La croissance de l’offre provoque une chute des revenus aux États-Unis, en Europe et au Royaume-Uni : Faut-il paniquer ?

Un rapport récent de Key Data révèle une baisse alarmante de 17 % des revenus pour le marché américain de la location courte durée et une diminution de 8 % en Europe durant l’été 2023. Est-il temps de tirer la sonnette d’alarme dans l’industrie de la location courte durée ? Comme bien souvent avec l’interprétation des données, la réalité est plus nuancée.

Key Data Reports Drops in Revenue in US, Europe, and the UK Summer 2023
Rapport Été 2023 de Key Data

Si le rapport Key Data dresse un tableau plutôt sombre, un autre rapport de AirDNA fait preuve d’optimisme, mettant en avant une demande record aux États-Unis et un été exceptionnel en Europe au cours de la même période.

Mais voici la subtilité : ces ensembles de données apparemment contradictoires ne s’opposent pas ; en réalité, ils se complètent même de manière fascinante. Ce contraste de perspectives met en lumière l’importance d’une analyse approfondie et d’une comparaison rigoureuse lorsqu’il s’agit de naviguer dans le monde complexe de la prise de décision fondée sur les données. Pour les propriétaires, hôtes et gestionnaires de locations courte durée, comprendre ces nuances et réconcilier ces points de vue est crucial pour prendre des décisions éclairées pour votre entreprise.

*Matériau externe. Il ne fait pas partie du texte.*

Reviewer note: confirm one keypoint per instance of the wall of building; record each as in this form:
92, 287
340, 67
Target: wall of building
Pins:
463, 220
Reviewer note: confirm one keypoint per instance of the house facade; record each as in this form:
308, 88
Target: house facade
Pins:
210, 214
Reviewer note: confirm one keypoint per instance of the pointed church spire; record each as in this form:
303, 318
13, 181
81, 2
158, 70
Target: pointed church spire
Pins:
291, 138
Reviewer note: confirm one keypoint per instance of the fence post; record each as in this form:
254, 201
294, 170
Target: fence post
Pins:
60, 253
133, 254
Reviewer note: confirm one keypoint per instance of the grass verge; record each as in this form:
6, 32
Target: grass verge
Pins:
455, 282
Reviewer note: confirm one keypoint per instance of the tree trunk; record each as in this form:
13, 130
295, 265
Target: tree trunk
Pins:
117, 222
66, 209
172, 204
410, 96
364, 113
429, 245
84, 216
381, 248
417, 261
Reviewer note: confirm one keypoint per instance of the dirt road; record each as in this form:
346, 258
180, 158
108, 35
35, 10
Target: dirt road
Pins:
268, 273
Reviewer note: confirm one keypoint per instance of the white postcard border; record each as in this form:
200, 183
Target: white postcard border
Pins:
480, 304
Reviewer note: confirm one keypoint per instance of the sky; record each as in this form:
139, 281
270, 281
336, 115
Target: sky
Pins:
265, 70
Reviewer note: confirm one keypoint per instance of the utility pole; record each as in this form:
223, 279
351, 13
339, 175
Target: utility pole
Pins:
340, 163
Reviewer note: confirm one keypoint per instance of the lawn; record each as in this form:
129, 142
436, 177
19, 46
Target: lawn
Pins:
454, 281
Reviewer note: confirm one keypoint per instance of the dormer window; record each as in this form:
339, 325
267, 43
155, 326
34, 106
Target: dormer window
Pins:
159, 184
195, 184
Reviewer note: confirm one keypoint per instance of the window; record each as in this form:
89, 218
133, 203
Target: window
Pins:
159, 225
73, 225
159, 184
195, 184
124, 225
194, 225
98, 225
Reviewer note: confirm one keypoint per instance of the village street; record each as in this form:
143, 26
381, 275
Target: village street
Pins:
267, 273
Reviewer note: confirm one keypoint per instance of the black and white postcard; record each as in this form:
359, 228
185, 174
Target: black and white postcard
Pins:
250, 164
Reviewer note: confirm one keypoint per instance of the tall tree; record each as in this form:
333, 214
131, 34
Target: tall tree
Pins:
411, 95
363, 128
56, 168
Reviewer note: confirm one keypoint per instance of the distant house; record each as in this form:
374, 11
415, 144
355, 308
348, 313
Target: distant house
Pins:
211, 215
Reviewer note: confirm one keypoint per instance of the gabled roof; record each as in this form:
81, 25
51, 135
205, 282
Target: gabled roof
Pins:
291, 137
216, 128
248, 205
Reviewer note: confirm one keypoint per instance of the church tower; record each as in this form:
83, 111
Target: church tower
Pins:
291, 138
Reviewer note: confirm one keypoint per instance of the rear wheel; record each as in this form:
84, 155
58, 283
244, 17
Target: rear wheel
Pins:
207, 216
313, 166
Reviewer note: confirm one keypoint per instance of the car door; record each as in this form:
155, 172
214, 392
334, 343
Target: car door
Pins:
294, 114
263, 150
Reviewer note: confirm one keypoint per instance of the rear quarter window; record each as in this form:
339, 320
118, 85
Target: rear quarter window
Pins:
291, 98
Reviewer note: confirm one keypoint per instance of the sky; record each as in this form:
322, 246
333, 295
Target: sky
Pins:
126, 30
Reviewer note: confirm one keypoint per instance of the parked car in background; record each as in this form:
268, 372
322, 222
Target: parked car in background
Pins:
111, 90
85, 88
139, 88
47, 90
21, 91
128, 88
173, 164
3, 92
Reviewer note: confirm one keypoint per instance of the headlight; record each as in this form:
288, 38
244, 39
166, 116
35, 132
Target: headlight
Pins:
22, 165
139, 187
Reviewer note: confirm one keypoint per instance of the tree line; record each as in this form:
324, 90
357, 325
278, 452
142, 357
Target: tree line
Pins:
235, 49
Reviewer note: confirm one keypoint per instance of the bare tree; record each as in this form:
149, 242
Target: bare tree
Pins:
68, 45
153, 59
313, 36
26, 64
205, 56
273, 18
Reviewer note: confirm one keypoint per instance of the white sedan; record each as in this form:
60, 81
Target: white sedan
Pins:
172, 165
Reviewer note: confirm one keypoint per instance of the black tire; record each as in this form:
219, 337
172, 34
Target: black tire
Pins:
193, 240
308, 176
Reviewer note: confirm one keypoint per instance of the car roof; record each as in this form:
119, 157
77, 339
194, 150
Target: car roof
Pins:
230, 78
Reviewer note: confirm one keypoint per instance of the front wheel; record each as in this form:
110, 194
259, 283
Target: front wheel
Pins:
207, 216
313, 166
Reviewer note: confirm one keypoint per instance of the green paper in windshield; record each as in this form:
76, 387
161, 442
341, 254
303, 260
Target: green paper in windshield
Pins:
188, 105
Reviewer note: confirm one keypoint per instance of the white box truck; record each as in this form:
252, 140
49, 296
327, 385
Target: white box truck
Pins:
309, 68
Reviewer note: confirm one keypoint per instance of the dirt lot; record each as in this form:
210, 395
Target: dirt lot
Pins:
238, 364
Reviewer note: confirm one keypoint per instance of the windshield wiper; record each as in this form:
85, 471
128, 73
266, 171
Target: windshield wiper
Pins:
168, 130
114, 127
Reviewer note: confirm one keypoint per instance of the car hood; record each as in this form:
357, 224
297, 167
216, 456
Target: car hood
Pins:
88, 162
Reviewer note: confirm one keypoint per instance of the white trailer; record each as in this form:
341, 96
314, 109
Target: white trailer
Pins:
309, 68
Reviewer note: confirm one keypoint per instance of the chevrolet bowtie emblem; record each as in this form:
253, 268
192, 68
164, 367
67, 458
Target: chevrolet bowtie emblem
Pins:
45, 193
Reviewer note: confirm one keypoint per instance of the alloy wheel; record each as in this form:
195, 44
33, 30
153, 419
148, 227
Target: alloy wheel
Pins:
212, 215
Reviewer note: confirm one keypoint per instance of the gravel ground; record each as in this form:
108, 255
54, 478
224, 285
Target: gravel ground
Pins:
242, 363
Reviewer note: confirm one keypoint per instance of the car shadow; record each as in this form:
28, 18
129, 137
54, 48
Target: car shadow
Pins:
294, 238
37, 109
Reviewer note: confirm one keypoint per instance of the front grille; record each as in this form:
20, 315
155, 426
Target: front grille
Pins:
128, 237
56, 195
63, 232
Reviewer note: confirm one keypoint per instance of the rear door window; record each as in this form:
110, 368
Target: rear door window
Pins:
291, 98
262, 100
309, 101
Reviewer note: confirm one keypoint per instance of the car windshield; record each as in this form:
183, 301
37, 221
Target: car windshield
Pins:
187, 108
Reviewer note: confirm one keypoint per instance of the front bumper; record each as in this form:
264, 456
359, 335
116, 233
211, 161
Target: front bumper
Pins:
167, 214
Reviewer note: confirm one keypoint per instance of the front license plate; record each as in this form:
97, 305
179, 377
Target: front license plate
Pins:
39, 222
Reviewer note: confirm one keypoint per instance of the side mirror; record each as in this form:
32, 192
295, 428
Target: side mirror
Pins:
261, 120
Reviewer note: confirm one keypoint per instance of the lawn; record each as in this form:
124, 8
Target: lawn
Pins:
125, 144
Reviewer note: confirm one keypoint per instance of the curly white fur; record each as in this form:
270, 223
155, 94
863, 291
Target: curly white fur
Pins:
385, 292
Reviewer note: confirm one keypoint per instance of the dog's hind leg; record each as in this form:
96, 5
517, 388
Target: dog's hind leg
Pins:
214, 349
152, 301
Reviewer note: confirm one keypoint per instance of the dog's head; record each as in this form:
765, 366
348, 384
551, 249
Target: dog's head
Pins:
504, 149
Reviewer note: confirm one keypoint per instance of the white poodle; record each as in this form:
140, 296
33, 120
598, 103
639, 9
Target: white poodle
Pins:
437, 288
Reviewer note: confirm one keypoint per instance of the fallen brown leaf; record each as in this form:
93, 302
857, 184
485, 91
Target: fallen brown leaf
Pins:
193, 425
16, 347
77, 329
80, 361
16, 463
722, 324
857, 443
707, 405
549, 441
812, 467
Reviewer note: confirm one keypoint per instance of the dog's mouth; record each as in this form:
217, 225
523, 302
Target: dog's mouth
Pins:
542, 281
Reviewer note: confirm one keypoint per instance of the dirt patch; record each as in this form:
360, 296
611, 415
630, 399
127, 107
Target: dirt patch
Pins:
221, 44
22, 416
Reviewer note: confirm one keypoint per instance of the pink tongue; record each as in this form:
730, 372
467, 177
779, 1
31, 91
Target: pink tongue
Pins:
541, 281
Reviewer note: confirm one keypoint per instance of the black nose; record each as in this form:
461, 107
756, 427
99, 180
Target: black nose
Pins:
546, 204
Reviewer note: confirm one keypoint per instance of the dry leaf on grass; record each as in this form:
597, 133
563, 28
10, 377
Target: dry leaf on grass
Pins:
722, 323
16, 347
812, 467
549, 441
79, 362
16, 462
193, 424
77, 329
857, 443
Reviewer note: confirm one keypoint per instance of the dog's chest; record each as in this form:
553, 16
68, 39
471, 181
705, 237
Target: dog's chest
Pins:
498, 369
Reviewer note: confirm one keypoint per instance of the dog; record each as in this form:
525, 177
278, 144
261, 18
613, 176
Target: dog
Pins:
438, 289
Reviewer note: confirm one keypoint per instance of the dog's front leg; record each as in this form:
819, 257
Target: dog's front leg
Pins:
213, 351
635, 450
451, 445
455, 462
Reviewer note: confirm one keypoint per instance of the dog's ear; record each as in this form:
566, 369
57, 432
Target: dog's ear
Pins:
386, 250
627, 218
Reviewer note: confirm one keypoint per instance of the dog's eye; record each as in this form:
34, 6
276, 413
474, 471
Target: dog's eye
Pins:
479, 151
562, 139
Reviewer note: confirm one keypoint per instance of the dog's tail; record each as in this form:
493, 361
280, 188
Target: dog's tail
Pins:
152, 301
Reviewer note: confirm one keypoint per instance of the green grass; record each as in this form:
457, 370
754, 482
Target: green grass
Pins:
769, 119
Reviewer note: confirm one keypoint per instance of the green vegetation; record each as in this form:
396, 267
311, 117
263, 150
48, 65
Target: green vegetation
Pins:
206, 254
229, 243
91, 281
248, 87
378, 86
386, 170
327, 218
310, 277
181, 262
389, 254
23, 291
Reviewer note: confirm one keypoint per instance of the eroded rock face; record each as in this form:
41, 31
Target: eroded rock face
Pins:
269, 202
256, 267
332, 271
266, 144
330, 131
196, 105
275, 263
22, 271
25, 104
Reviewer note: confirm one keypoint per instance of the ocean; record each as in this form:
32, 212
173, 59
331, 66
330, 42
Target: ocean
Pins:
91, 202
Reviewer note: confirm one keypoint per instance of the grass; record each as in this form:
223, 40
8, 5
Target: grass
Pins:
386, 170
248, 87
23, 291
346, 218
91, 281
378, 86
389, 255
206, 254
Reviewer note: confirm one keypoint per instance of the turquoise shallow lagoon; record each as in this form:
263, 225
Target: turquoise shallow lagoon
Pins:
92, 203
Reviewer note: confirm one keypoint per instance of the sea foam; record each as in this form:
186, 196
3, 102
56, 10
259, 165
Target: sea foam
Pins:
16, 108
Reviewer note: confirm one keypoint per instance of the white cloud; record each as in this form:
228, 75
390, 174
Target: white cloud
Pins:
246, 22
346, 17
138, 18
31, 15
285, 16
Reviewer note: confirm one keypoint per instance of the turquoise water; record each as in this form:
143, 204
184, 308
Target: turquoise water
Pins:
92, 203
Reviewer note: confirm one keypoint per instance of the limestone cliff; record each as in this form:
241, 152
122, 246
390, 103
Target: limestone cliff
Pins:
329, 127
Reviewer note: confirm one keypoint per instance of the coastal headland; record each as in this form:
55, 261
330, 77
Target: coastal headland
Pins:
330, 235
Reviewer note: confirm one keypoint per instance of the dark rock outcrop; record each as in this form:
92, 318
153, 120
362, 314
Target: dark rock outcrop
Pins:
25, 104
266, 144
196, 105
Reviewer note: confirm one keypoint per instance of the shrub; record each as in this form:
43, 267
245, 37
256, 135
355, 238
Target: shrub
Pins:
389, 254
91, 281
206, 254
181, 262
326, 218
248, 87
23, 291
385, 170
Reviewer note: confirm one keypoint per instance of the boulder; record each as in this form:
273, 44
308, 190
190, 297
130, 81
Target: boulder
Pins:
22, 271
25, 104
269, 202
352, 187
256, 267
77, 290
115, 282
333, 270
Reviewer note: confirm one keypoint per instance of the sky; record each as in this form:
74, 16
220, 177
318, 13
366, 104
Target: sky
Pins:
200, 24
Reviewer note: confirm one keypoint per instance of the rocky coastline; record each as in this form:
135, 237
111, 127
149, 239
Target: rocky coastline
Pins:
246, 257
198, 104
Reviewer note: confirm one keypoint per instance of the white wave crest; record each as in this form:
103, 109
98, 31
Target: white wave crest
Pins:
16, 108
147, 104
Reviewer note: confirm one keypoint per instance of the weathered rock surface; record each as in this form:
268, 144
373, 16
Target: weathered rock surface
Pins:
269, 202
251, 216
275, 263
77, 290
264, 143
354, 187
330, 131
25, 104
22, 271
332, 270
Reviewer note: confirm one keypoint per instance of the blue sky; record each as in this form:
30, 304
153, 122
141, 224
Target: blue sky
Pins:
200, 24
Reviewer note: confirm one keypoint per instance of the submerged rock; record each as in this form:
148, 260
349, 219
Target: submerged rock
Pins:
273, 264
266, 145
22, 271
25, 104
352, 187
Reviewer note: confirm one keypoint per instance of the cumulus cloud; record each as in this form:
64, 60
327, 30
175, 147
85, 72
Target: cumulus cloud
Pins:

  • Si, à première vue, les rapports de Key Data et AirDNA semblent s’opposer, un examen plus approfondi de la croissance de l’offre, des tendances du tarif journalier moyen (ADR) et des taux d’occupation permet de mieux comprendre et d’harmoniser la situation.
  • La hausse de l’offre a entraîné une baisse du RevPAR et des taux d’occupation. Mais, AirDNA note un ralentissement du rythme de croissance de l’offre : seulement 12,1 % en glissement annuel aux États-Unis.
  • Les ADR sont en baisse, mais souvenez-vous que les prix ont explosé depuis 2021. Ils ne peuvent pas grimper indéfiniment et vont bientôt se stabiliser.
  • Enfin, l’offre a dépassé la demande dans 30 des 50 plus grandes villes européennes en juillet, mais certaines exceptions montrent la forte influence des dynamiques de marché locales.

Comprendre les indicateurs : RevPAR vs. croissance de la demande sur un an

RevPAR (Revenu par location disponible), l’indicateur principal de Key Data, se concentre sur la performance financière des locations courte durée. Il calcule le revenu généré par unité de location, en tenant compte à la fois du taux d’occupation et du tarif journalier moyen (ADR). Une baisse du RevPAR indique une chute des revenus, ce que Key Data met en avant dans son rapport.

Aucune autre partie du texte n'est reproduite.